Antiochus continued the wars against the Ptolemys in Egypt, and found some success ranging from minor to great. In 168 B.C., however, an invasion into Egypt ended in complete and utter humiliation at the hands of the Romans, an up and coming empire of the time. The Romans, who were allied with the Ptolemys, sent a single representative to Antiochus' army, and the representative commanded Antiochus to withdraw or face some dire consequences. Humiliated, Antiochus complied and limped back home to Persia. Asimov suggests, "it seems reasonable enough to suppose that Antiochus IV, half-maddened with frustration, would be anxious to vent his anger on some victim. . .the Jews were weak enough for the purpose. .." (715). Antiochus IV came to the conclusion that the time had come to put the Jews in their place and began to emphatically thrust Hellenism upon them. He equated Zeus and the God of the Jews, demanded the sacrifice of swine and the like to the gods, and decreed that "pagan altars, idols, and sacred precincts were to be established" (1 Maccabees 1:47 REB).
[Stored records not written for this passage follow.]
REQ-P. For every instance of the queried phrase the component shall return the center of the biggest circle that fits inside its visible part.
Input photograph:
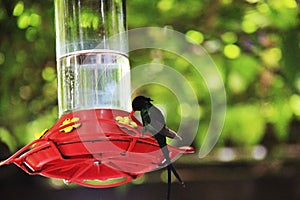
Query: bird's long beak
(131, 113)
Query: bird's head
(139, 103)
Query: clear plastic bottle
(91, 49)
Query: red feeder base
(95, 148)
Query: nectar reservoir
(91, 49)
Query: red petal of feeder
(92, 149)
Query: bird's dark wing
(155, 121)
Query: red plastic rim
(94, 148)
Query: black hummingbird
(154, 123)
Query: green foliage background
(255, 44)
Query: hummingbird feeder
(95, 142)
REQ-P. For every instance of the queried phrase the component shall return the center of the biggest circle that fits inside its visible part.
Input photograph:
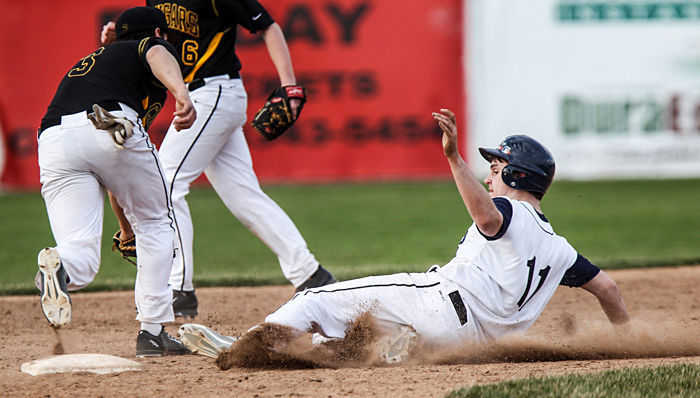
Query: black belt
(199, 82)
(109, 106)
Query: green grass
(364, 229)
(681, 380)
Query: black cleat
(148, 345)
(184, 303)
(319, 278)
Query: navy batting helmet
(524, 156)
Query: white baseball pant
(77, 162)
(216, 145)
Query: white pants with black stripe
(216, 145)
(424, 301)
(77, 162)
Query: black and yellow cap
(140, 19)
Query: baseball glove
(127, 247)
(119, 128)
(275, 117)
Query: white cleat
(396, 347)
(204, 341)
(55, 300)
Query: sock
(152, 328)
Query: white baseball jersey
(507, 280)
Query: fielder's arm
(609, 297)
(166, 69)
(477, 200)
(279, 54)
(108, 34)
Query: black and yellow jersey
(112, 74)
(205, 32)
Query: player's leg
(137, 181)
(232, 176)
(398, 299)
(74, 204)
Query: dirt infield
(571, 336)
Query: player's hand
(448, 124)
(108, 35)
(185, 114)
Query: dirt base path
(571, 336)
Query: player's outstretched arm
(167, 70)
(609, 297)
(478, 202)
(279, 54)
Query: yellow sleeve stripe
(210, 50)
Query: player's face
(494, 180)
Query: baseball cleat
(396, 347)
(185, 304)
(148, 345)
(55, 300)
(204, 341)
(319, 278)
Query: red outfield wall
(374, 70)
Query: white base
(93, 363)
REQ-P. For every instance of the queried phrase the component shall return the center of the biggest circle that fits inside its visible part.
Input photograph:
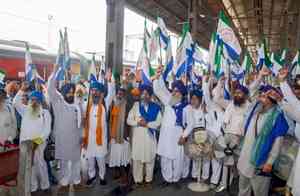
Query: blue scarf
(264, 142)
(151, 114)
(178, 108)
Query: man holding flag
(172, 154)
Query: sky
(28, 20)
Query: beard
(237, 101)
(174, 100)
(69, 99)
(119, 100)
(34, 111)
(96, 100)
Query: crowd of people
(130, 127)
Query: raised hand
(282, 75)
(108, 75)
(264, 71)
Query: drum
(284, 163)
(199, 144)
(227, 148)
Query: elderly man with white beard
(36, 127)
(95, 135)
(172, 154)
(233, 122)
(8, 122)
(68, 133)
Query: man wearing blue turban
(144, 118)
(232, 123)
(95, 134)
(68, 133)
(172, 154)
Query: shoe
(212, 186)
(220, 188)
(103, 182)
(91, 181)
(165, 184)
(79, 187)
(177, 185)
(138, 185)
(47, 191)
(148, 185)
(63, 189)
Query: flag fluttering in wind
(169, 61)
(2, 76)
(283, 55)
(198, 55)
(60, 73)
(184, 56)
(163, 33)
(263, 56)
(153, 44)
(143, 63)
(93, 71)
(67, 57)
(277, 64)
(237, 72)
(31, 73)
(218, 58)
(260, 57)
(226, 34)
(212, 50)
(296, 63)
(247, 63)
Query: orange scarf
(114, 118)
(99, 127)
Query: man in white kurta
(95, 132)
(36, 127)
(264, 120)
(172, 154)
(233, 123)
(194, 116)
(68, 133)
(214, 118)
(144, 144)
(8, 122)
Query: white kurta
(93, 149)
(169, 132)
(33, 128)
(291, 106)
(8, 123)
(144, 145)
(234, 116)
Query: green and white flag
(2, 76)
(218, 59)
(296, 64)
(283, 55)
(247, 63)
(227, 35)
(181, 63)
(212, 50)
(143, 62)
(154, 44)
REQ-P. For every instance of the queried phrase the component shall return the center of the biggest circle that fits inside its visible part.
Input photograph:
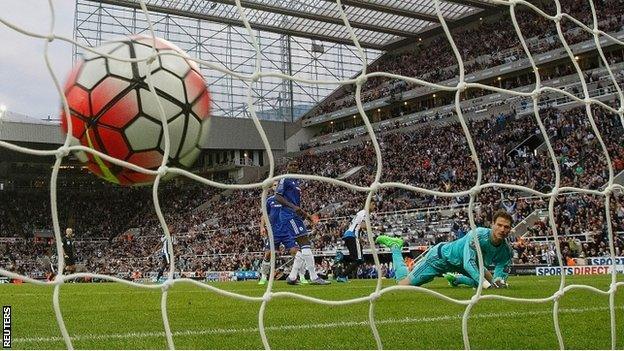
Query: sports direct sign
(578, 270)
(605, 260)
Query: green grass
(115, 316)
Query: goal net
(459, 89)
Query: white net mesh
(373, 188)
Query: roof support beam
(473, 3)
(388, 9)
(236, 22)
(327, 19)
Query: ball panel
(78, 101)
(149, 105)
(143, 134)
(119, 114)
(105, 92)
(201, 107)
(169, 84)
(146, 159)
(78, 125)
(189, 159)
(114, 142)
(176, 128)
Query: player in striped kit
(351, 238)
(164, 257)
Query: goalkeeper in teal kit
(459, 256)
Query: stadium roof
(377, 23)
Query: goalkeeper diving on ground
(459, 256)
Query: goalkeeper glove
(500, 283)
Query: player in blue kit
(459, 256)
(273, 211)
(291, 216)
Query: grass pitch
(115, 316)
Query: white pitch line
(289, 327)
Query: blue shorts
(279, 238)
(348, 234)
(293, 227)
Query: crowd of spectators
(491, 42)
(218, 230)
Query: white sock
(306, 252)
(294, 271)
(266, 269)
(302, 272)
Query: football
(113, 111)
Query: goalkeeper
(459, 256)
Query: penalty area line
(291, 327)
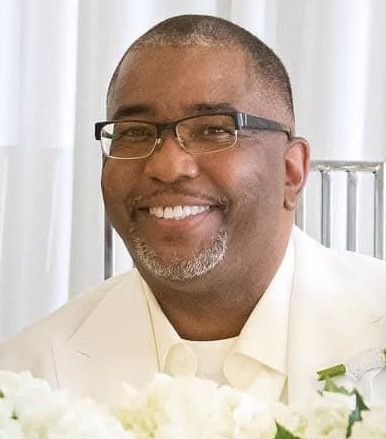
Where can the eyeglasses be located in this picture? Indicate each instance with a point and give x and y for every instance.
(201, 134)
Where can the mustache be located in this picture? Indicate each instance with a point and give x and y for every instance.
(142, 199)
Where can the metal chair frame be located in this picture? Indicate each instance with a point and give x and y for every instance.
(326, 168)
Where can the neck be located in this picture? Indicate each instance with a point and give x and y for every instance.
(217, 305)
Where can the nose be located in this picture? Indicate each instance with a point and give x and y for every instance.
(169, 163)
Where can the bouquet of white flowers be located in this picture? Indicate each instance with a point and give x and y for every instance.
(188, 408)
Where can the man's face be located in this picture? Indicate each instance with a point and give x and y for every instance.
(232, 201)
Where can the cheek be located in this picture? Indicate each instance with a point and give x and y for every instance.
(252, 180)
(117, 189)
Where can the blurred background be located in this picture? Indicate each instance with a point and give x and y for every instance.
(56, 59)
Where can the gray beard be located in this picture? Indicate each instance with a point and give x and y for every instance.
(178, 268)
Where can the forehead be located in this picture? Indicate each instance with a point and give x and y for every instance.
(171, 82)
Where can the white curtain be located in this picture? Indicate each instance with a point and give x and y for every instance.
(56, 58)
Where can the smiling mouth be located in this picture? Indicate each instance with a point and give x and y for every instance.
(177, 213)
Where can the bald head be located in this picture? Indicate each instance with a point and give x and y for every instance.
(185, 31)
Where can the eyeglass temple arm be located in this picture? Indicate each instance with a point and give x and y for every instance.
(254, 122)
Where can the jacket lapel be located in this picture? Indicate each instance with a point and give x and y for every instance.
(322, 331)
(115, 344)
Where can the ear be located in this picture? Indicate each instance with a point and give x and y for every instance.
(297, 160)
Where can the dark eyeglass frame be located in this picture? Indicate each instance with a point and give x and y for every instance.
(242, 121)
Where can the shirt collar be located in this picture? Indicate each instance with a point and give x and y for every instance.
(262, 343)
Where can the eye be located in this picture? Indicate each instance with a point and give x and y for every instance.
(133, 133)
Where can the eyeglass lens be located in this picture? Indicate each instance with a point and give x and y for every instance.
(133, 139)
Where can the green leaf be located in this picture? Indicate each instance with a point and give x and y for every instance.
(339, 369)
(282, 433)
(331, 386)
(356, 414)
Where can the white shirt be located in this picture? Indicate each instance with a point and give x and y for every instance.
(257, 360)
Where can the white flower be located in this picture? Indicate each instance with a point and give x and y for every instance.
(174, 408)
(372, 426)
(88, 420)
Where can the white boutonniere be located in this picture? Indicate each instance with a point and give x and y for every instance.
(357, 366)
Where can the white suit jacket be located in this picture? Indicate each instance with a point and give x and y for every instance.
(103, 338)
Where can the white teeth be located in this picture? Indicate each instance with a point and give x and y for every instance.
(177, 212)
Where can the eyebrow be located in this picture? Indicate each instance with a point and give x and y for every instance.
(125, 111)
(133, 110)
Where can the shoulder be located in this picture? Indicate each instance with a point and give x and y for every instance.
(327, 264)
(32, 346)
(339, 275)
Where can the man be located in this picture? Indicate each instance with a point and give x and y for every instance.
(202, 174)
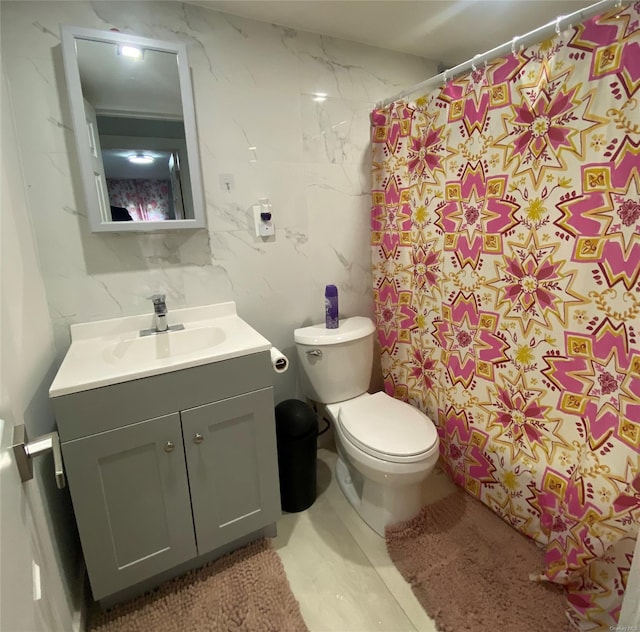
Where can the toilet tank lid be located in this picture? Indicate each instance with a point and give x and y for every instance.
(352, 328)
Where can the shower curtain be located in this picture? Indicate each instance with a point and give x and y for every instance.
(506, 255)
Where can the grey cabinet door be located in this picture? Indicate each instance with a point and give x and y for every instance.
(131, 499)
(230, 447)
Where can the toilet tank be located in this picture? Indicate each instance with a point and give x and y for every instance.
(335, 364)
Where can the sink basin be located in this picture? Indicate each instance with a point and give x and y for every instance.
(112, 351)
(166, 345)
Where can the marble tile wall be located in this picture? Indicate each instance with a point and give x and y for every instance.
(254, 86)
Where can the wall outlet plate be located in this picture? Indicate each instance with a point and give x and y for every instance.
(264, 228)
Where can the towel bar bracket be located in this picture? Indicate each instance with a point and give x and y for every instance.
(24, 451)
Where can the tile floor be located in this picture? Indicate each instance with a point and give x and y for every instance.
(338, 567)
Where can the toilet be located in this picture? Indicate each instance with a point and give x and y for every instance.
(386, 447)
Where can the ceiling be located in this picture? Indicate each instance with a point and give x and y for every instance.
(449, 31)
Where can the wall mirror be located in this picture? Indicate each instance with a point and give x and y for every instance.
(134, 121)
Most the altars Antiochus erected, at least those in the Temple, were probably to himself, since he considered himself an incarnation of Zeus (Asimov 715). Furthermore, and perhaps more interestingly, Antiochus also forced the Jews "on the feast of Dionysus to wear ivy-wreaths and join the procession in his honour" (2 Maccabees 6:7 REB). Some have taken this to suggest that some or all the Jews were forcibly made to join the Mystery Cult of Dionysus (Benson). More on Mystery Cults later.

The Jews had never taken well to such things; in the past, they were repeatedly exiled from their country, forced to live in alien lands, and compelled at sword point to accept pagan gods, and yet Judaism had never buckled. The Jews responded to Antiochus with the rebellion of the Maccabees as recounted in, fittingly enough, the First and Second Book of the Maccabees in the Apocrypha.

Ironically, where thrusting Greek thought on the Jews had failed to particularly influence Judaism as a whole, gradual exposure over the centuries succeeded. Greek thought actually found its way into several of the books of the Old Testament, including later portions of Proverbs and the Apocryphal Song of Solomon (Noss 389).

From all of this, it is clear that the Jews of the era just before Jesus had extensive exposure to Greek thought. This would heavily influence early Christians at the dawn of their theology.